Dématérialisation
Dématérialisation RH : ce que la loi autorise, ce qu'elle impose, et ce que les éditeurs ne disent pas
La dématérialisation des processus RH est l'une des transformations internes les plus visibles pour les salariés — et l'une des plus encadrées légalement. Bulletins de paie, contrats de travail, notes de frais, congés : chaque catégorie de document a son propre cadre réglementaire, ses propres durées de conservation, et ses propres conditions de validité en format numérique.
Le bulletin de paie dématérialisé : le cas qui a tout changé
La loi El Khomri de 2016 a autorisé la remise du bulletin de paie par voie électronique sans accord préalable du salarié — sous une condition importante : le salarié peut à tout moment demander à recevoir ses bulletins en format papier, et l'employeur est tenu de s'y conformer. Ce droit de rétractation permanent est souvent mal communiqué lors du déploiement, ce qui peut créer des contentieux.
L'obligation de conservation dépasse celle de la remise. L'employeur doit conserver les bulletins pendant cinq ans. Le salarié, lui, a intérêt à les conserver toute sa vie pour le calcul de sa retraite. Les solutions de mise à disposition via un coffre-fort numérique personnel du salarié — comme Digiposte — répondent à cette double exigence : l'employeur remplit son obligation de remise, et le salarié dispose d'un espace de conservation sécurisé à long terme.
Contrats et avenants : la signature électronique change la donne
Le contrat de travail peut être signé électroniquement depuis 2020 sans restriction légale particulière, à condition que la signature utilisée soit au moins de niveau avancé au sens d'eIDAS — ce qui exclut la simple case à cocher ou le scan d'une signature manuscrite. En pratique, les solutions utilisées par les services RH (Yousign, DocuSign, Universign) répondent à cette exigence.
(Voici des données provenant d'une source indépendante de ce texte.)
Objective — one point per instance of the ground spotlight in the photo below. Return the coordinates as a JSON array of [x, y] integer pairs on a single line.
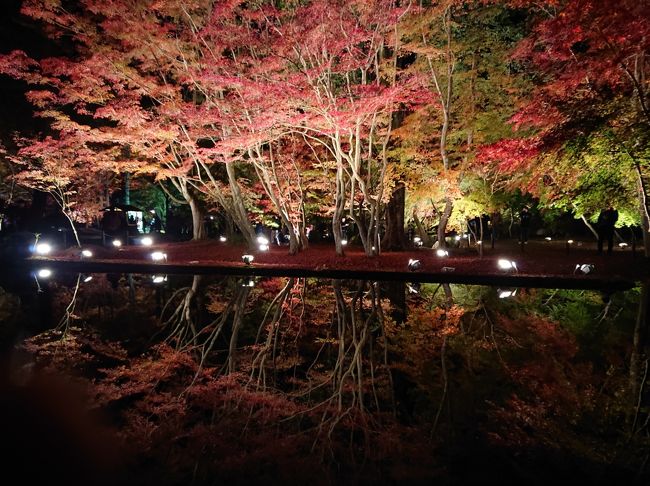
[[508, 265], [413, 288], [44, 273], [43, 248], [584, 268], [158, 256], [414, 265], [504, 294]]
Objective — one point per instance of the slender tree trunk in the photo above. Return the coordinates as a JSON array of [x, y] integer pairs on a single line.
[[74, 228], [394, 239], [588, 225], [339, 208], [640, 342], [239, 213], [198, 229], [442, 225]]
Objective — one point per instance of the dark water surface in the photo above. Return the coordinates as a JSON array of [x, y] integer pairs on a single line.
[[180, 379]]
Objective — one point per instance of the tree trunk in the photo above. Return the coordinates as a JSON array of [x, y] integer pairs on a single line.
[[339, 208], [394, 239], [198, 230], [442, 225], [239, 213], [396, 293], [640, 339], [588, 225]]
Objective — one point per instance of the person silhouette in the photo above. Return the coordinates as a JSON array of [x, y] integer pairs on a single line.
[[606, 223]]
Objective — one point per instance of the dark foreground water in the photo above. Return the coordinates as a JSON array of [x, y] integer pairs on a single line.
[[164, 379]]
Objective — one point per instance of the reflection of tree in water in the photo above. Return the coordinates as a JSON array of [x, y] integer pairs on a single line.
[[287, 365]]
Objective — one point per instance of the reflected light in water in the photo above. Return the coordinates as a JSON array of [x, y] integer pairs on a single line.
[[44, 273]]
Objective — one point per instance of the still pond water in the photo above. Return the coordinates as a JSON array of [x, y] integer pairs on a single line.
[[177, 379]]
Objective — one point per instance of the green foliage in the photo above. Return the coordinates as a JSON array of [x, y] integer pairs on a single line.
[[590, 173]]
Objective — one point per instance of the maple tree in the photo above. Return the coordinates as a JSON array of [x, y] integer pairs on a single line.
[[592, 57]]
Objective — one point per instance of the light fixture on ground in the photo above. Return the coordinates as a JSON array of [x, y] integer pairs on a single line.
[[414, 265], [158, 256], [507, 265], [43, 248], [504, 294], [263, 243], [413, 288], [584, 268], [44, 273]]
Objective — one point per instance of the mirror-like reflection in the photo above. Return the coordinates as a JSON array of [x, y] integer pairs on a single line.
[[211, 378]]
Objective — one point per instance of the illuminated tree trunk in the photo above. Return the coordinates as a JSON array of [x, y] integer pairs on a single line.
[[394, 238], [442, 225], [640, 343], [238, 210], [198, 230], [339, 208]]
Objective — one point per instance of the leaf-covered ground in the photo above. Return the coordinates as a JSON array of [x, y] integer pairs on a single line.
[[539, 258]]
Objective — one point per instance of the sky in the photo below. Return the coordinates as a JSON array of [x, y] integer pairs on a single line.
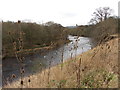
[[64, 12]]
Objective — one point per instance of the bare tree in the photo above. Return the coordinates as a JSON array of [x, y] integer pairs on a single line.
[[101, 14]]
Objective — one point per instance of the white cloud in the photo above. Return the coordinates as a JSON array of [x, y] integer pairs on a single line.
[[65, 12]]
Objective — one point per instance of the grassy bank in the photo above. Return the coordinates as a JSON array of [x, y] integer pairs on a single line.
[[28, 38], [96, 68]]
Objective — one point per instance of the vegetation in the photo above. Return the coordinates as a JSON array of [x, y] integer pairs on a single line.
[[34, 35], [96, 68]]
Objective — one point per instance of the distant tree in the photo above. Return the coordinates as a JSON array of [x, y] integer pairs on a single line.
[[101, 14]]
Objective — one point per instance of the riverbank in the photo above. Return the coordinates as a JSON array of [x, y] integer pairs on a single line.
[[96, 68], [27, 52]]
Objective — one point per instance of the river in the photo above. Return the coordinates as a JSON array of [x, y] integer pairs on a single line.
[[36, 62]]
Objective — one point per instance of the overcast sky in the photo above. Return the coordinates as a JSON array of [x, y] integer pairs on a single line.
[[65, 12]]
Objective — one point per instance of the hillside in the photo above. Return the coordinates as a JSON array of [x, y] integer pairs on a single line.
[[96, 68]]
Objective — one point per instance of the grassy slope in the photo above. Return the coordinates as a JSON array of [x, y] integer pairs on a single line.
[[98, 68]]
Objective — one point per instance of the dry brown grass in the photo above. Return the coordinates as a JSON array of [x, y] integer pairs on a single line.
[[98, 68]]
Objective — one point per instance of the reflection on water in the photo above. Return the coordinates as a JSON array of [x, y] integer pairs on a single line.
[[33, 63]]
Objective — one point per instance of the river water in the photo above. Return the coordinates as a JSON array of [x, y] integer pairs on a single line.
[[34, 63]]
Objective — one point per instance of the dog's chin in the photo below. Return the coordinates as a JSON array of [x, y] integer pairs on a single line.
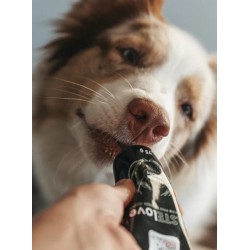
[[106, 146]]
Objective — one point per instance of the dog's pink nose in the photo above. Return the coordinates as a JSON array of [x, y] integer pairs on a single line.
[[147, 121]]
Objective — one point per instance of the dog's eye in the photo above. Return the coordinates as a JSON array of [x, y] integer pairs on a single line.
[[130, 55], [187, 110]]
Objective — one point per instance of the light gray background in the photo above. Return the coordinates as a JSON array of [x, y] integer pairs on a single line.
[[199, 17]]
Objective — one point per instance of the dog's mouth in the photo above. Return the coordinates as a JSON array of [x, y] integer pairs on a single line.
[[107, 146]]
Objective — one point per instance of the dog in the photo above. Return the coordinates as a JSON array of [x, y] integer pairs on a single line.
[[119, 74]]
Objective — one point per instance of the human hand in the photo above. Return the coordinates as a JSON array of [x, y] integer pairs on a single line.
[[86, 218]]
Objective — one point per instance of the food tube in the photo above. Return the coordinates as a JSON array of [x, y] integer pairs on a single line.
[[153, 217]]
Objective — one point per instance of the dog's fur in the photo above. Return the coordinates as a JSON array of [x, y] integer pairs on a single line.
[[84, 87]]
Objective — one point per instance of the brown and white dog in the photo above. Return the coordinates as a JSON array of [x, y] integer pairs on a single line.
[[119, 74]]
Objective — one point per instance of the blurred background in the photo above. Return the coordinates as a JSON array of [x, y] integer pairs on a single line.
[[198, 17]]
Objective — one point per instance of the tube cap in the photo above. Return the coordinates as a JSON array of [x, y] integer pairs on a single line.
[[127, 157]]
Le gain opérationnel est considérable pour les recrutements à distance : plus besoin d'envoyer un document papier en double exemplaire, d'attendre le retour signé par courrier, ni de gérer les situations où le contrat revient signé plusieurs semaines après la prise de poste. Le processus complet peut être bouclé en quelques minutes, avec une piste d'audit qui trace chaque étape.
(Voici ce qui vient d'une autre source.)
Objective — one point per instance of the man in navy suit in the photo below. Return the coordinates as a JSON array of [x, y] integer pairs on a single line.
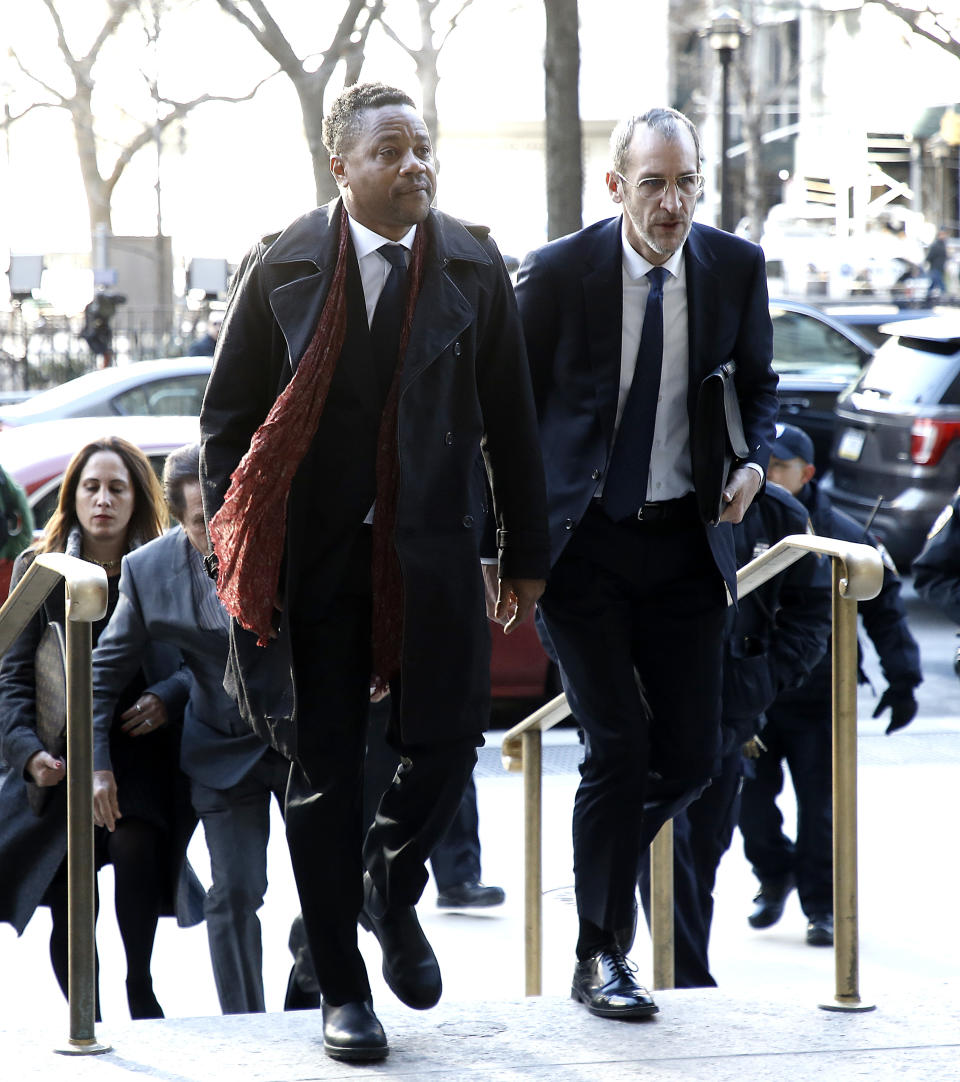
[[634, 605], [166, 596]]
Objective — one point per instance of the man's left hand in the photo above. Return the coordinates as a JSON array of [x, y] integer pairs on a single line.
[[515, 601], [146, 715], [741, 486]]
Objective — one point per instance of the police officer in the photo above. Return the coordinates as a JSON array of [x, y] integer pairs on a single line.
[[799, 726], [774, 638], [936, 570]]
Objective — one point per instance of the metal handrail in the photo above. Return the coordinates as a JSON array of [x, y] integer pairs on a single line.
[[857, 575], [86, 586]]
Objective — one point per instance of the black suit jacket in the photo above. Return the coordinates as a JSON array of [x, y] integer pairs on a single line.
[[570, 301], [464, 388]]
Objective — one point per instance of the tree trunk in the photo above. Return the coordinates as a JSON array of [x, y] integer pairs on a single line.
[[310, 90], [562, 99]]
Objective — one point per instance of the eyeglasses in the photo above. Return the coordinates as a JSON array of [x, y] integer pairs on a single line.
[[656, 187]]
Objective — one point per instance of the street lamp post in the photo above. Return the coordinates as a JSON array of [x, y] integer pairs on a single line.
[[725, 31]]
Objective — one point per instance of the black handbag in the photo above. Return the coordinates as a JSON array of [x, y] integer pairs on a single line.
[[719, 440], [50, 680]]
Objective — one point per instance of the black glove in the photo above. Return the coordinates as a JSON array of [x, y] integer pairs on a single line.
[[903, 707]]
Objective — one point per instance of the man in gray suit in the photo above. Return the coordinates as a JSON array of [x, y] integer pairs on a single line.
[[166, 595]]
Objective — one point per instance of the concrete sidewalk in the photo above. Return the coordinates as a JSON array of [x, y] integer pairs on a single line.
[[762, 1023]]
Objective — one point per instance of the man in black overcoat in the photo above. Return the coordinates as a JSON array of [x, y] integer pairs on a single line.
[[460, 385], [635, 604]]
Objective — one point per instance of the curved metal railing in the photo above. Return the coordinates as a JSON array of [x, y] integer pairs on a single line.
[[86, 601], [857, 572]]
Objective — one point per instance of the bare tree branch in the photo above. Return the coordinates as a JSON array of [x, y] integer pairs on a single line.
[[949, 35], [455, 18]]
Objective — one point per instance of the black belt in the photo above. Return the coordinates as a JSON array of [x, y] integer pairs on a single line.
[[684, 509], [680, 512]]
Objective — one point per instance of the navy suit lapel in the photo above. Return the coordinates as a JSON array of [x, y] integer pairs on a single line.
[[702, 307], [297, 305], [603, 297]]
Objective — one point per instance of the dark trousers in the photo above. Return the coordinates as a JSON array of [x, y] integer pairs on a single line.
[[236, 825], [325, 822], [457, 857], [701, 834], [634, 615], [801, 737]]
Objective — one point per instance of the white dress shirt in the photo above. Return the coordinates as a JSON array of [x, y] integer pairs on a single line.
[[671, 473], [373, 266]]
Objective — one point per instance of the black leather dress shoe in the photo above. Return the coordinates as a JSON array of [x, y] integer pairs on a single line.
[[352, 1031], [770, 901], [410, 967], [819, 929], [471, 896], [605, 985]]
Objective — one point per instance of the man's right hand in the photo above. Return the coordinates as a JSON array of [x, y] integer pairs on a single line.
[[44, 769], [106, 807]]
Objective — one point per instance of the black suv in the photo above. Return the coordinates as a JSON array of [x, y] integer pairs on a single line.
[[898, 435]]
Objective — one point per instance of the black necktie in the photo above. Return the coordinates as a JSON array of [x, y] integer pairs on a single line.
[[389, 314], [625, 489]]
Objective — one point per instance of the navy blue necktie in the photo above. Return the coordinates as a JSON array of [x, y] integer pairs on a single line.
[[389, 315], [625, 489]]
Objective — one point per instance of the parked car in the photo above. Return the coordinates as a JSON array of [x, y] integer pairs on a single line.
[[816, 357], [875, 320], [36, 456], [896, 450], [144, 388]]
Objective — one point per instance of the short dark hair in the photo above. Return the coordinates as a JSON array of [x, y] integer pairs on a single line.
[[666, 121], [181, 467], [344, 118], [147, 519]]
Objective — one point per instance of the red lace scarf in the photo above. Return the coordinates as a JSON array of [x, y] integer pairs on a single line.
[[248, 531]]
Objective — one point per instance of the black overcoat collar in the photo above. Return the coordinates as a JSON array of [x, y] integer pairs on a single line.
[[443, 312], [603, 293]]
Notes de frais, congés et entretiens : le zéro papier est possible
Les notes de frais sont l'un des derniers bastions du papier dans beaucoup d'entreprises — non par obligation légale, mais par habitude. Depuis 2017, une expérimentation puis une généralisation progressive ont validé la dématérialisation des justificatifs de frais. Un salarié peut photographier sa note de restaurant, la soumettre via une application comme Expensya ou Spendesk, et jeter le ticket papier — à condition que la solution utilisée réponde aux exigences de qualité d'image et de traçabilité définies par l'administration fiscale.
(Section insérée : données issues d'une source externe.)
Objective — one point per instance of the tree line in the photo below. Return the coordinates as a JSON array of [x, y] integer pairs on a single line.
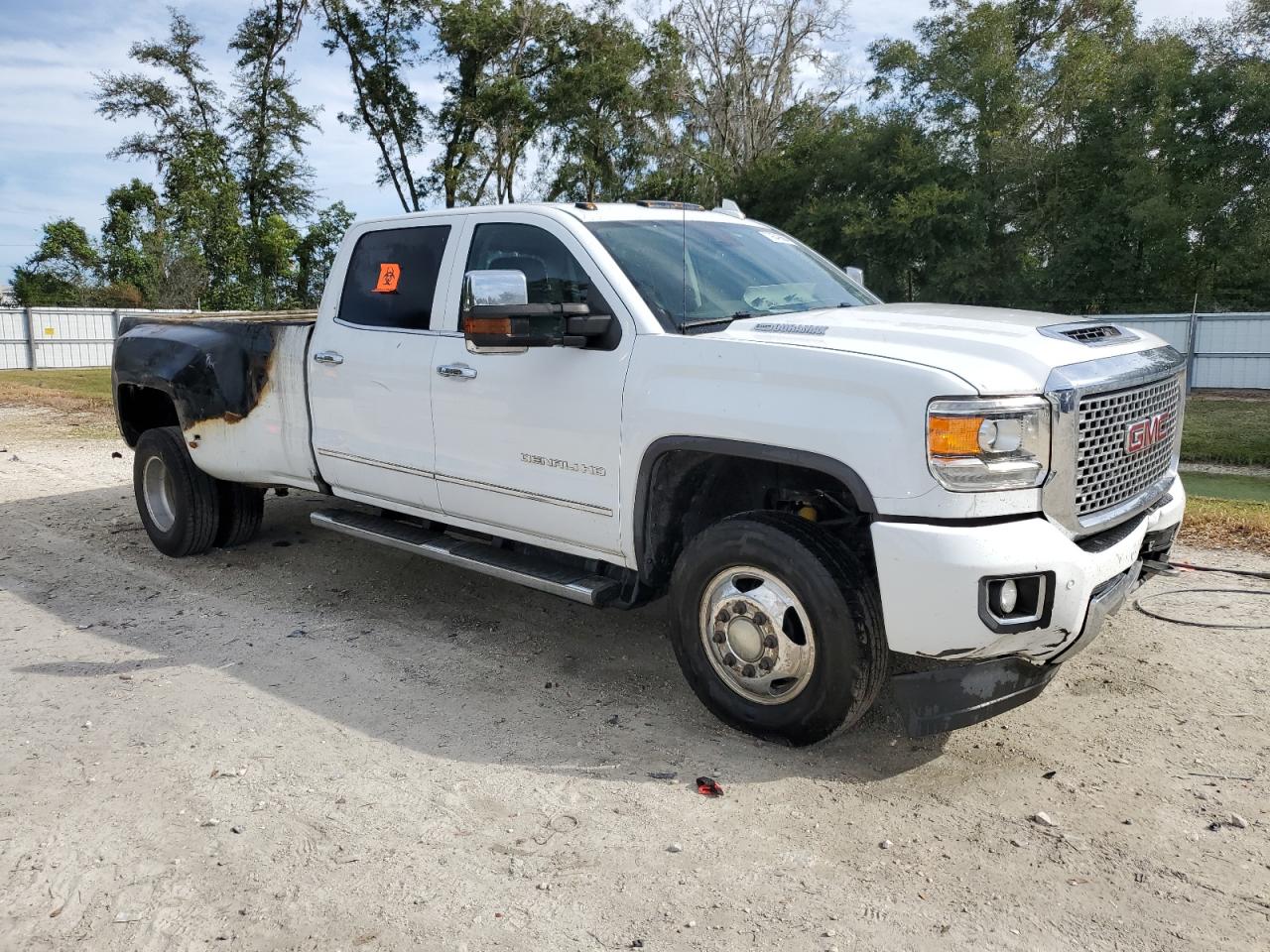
[[1042, 154]]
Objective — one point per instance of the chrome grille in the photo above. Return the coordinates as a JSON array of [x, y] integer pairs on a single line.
[[1106, 475]]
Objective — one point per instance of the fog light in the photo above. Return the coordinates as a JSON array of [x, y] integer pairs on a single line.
[[1016, 602], [1007, 597]]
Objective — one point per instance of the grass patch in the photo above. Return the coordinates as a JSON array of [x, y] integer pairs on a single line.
[[1219, 485], [1227, 524], [1227, 430], [62, 390], [81, 397]]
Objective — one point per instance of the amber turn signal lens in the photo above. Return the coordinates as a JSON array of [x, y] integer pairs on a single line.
[[952, 435], [488, 325]]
Pour les congés, les arrêts maladie et les entretiens annuels, la dématérialisation est plus simple encore : aucune obligation de signature physique ne pèse sur ces documents. Les SIRH comme Lucca, Payfit ou Workday gèrent ces flux en numérique natif, avec des workflows d'approbation configurables. Certaines entreprises estiment récupérer l'équivalent d'un demi-ETP sur la gestion administrative pure après une dématérialisation complète.
La dématérialisation RH n'est pas un projet informatique. C'est un projet de changement qui touche chaque salarié de l'entreprise. Les projets qui réussissent sont ceux où la direction a communiqué sur le pourquoi avant de déployer le comment.